Andrew Mallison, IFFO director General. (Photo: Fisheries Norway/FIS)
IFFO believes discards ban will boost raw material supply
Wednesday, February 13, 2013, 03:30 (GMT + 9)
Andrew Mallison, director general of the International Fishmeal and Fish Oil Organisation (IFFO) The Marine Ingredients Organisation, believes that last week’s vote in the European Parliament to ban discards will help the fishmeal and fish oil industries meet demand.
“IFFO and IFFO members are actively working to increase the amount of by-products (including by-catch and discards) recovered for fishmeal and fish oil production and is scoping a project to inform this work,” he stated.

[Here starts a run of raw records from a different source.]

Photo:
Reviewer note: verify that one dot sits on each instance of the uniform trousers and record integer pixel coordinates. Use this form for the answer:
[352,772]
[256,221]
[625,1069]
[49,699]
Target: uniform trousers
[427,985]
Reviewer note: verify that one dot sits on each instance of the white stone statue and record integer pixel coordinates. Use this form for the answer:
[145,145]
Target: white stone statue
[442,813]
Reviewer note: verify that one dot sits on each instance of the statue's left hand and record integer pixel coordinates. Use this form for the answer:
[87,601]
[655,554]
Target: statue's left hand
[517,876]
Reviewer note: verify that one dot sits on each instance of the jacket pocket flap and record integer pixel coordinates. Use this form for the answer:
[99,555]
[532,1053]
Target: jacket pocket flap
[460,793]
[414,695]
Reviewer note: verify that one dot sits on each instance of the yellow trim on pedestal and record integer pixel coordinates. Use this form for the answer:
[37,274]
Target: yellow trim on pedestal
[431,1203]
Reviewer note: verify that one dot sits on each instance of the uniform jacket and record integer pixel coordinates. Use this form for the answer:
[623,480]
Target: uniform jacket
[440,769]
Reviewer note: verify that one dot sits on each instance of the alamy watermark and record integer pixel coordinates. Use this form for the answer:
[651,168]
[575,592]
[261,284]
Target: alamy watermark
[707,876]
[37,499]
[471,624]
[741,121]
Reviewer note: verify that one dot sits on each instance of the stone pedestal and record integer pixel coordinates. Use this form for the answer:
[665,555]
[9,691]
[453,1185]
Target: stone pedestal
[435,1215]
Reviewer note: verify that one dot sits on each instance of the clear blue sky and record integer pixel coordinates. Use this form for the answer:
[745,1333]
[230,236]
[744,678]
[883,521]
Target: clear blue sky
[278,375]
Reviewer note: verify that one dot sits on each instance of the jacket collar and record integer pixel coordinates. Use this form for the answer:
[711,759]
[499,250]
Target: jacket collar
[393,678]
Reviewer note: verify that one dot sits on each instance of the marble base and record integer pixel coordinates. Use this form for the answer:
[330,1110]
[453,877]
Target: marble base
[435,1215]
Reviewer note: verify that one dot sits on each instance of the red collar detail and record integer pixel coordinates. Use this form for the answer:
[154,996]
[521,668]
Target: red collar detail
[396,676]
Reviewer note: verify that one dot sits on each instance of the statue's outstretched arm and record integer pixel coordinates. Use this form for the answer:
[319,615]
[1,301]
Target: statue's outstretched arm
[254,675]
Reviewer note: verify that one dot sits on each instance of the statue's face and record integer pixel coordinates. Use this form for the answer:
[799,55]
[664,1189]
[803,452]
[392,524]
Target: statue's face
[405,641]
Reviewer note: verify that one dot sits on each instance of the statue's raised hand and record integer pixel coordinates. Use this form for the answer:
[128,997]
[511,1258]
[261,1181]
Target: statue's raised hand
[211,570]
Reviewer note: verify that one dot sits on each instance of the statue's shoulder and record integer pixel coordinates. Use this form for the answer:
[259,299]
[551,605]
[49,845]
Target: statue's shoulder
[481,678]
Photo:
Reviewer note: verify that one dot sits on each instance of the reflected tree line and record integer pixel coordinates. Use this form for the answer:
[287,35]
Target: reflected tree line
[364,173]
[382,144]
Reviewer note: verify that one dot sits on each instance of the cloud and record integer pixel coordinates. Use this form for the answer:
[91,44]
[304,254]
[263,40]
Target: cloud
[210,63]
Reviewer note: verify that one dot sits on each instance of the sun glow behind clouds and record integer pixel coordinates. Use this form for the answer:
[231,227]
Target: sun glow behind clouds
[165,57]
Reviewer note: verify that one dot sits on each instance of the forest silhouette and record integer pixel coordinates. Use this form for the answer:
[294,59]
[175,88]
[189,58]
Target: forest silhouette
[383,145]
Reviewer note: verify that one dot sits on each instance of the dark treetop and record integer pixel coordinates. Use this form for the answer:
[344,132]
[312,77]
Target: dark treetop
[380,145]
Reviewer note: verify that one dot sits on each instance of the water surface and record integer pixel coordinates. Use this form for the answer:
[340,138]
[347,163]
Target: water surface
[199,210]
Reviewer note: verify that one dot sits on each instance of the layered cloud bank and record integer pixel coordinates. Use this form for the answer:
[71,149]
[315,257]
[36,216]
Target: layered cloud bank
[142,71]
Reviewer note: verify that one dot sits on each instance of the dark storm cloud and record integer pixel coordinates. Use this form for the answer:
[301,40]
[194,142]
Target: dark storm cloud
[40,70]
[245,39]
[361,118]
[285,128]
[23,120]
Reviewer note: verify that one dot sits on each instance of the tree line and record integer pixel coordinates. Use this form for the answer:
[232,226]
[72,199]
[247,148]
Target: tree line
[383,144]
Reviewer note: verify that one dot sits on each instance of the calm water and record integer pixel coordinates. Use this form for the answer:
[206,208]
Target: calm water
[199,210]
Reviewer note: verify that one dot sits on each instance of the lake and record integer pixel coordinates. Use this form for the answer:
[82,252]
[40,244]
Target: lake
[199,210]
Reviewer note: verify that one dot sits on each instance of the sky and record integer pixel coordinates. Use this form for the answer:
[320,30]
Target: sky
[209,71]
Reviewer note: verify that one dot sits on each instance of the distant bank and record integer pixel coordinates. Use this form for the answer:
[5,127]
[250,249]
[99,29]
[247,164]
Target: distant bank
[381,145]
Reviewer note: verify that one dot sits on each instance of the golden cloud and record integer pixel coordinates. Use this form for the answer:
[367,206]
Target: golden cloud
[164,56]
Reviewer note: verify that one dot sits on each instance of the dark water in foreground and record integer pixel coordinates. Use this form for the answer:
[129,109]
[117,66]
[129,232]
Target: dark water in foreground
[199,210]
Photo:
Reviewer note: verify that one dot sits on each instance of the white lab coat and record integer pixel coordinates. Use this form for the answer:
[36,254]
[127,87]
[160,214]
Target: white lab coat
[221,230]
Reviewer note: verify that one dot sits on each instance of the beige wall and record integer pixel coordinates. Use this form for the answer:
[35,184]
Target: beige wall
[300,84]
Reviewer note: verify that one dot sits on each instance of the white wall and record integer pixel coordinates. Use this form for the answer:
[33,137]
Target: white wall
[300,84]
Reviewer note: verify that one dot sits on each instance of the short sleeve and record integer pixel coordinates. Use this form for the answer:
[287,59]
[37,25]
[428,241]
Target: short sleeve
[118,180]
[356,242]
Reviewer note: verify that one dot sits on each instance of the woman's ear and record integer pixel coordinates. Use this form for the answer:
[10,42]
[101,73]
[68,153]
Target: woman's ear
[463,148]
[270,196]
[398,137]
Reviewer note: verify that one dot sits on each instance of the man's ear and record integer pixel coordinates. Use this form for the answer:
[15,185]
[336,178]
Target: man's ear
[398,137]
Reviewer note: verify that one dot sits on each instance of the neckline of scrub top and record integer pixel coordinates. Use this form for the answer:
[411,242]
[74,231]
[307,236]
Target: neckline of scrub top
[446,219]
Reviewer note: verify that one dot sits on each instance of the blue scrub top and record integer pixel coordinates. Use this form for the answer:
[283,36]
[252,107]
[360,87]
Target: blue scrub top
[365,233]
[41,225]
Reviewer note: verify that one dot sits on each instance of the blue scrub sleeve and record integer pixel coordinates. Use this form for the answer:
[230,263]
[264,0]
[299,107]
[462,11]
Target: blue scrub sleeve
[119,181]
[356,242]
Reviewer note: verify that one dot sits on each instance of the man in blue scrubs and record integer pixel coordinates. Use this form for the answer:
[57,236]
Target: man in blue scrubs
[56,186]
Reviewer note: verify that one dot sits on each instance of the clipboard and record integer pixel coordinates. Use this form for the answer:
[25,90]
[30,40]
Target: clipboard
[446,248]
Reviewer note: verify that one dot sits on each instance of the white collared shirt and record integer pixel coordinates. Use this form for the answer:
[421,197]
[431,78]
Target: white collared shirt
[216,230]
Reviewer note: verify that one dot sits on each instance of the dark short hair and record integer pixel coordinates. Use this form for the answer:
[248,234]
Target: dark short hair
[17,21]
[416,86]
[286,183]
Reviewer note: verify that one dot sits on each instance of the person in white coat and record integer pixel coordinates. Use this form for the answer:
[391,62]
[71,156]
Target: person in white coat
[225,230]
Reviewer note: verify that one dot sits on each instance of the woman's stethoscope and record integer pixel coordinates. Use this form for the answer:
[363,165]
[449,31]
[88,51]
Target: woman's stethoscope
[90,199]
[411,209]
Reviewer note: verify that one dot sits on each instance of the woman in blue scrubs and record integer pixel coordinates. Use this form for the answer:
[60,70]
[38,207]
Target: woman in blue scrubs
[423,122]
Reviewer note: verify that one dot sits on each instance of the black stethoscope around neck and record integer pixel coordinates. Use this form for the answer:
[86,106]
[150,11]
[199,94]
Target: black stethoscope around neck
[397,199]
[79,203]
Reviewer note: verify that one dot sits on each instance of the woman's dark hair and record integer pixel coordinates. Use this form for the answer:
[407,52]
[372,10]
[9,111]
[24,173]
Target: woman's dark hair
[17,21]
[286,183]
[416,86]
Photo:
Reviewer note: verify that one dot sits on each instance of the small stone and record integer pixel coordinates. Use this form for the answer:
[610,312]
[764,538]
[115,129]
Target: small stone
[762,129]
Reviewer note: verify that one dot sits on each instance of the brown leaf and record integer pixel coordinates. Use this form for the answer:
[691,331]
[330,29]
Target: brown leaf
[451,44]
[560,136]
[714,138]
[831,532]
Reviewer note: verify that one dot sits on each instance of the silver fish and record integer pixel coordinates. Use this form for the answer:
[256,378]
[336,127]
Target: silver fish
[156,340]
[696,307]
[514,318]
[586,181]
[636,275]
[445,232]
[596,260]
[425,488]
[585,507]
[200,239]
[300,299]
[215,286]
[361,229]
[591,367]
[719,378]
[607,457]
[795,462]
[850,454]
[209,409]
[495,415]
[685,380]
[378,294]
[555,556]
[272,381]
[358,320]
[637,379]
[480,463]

The organisation estimates that, although some 25-30 per cent of the world’s fishmeal is now made from by-products, this shift has only replaced the lower supply from whole fish capped at around 4.5 million tonnes.
Things may change now that, in December 2012, the European Union (EU) Fisheries Committee voted to recommend a ban on discards to be introduced between 2014 and 2017. Member States are expected to agree to these reforms.
The second biggest source of by-products is filleting or other processing of fish for human consumption: heads, tails, bones, skin and other offal can be used, and many industries now send these by-products to fishmeal manufacture rather than to waste disposal facilities to produce less waste. Although it has been expensive to do this due to the associated storage and transport systems that must be in place, as prices being paid for fishmeal and fish oil have been climbing, new possibilities may soon appear.
Mallison confirmed that IFFO is participating in the UK Seafish Industry Authorities Discard Action Group and IFFO and is involved in a project with the UK Centre for Environment, Fisheries and Aquaculture Science (CEFAS). The handling and economics of discards are being analysed to better grasp the implications of the potential EU discard ban.
IFFO is also endorsing the use of by-catch to produce fishmeal and fish oil, as long as rules are followed.
“We recognize utilization must be controlled to avoid any incentive towards deliberately fishing for discards” Mallison said.
Several IFFO members are already offering processing facilities for by-products from fish processing, but IFFO believes that further volumes could be available and is drafting up a project to include the following points:
- What is the estimate of fish by-products currently discarded or thrown away instead of entering fishmeal and fish oil production?
- Is there a cost-effective means of stabilizing by-products to prevent spoilage and reduce time pressure?
- What are the constraints and solutions for increasing the amount of by-product entering fishmeal and fish oil production?
- How should the fishmeal industry convey its need for raw materials?
IFFO expects the first phase of this project to be completed by April.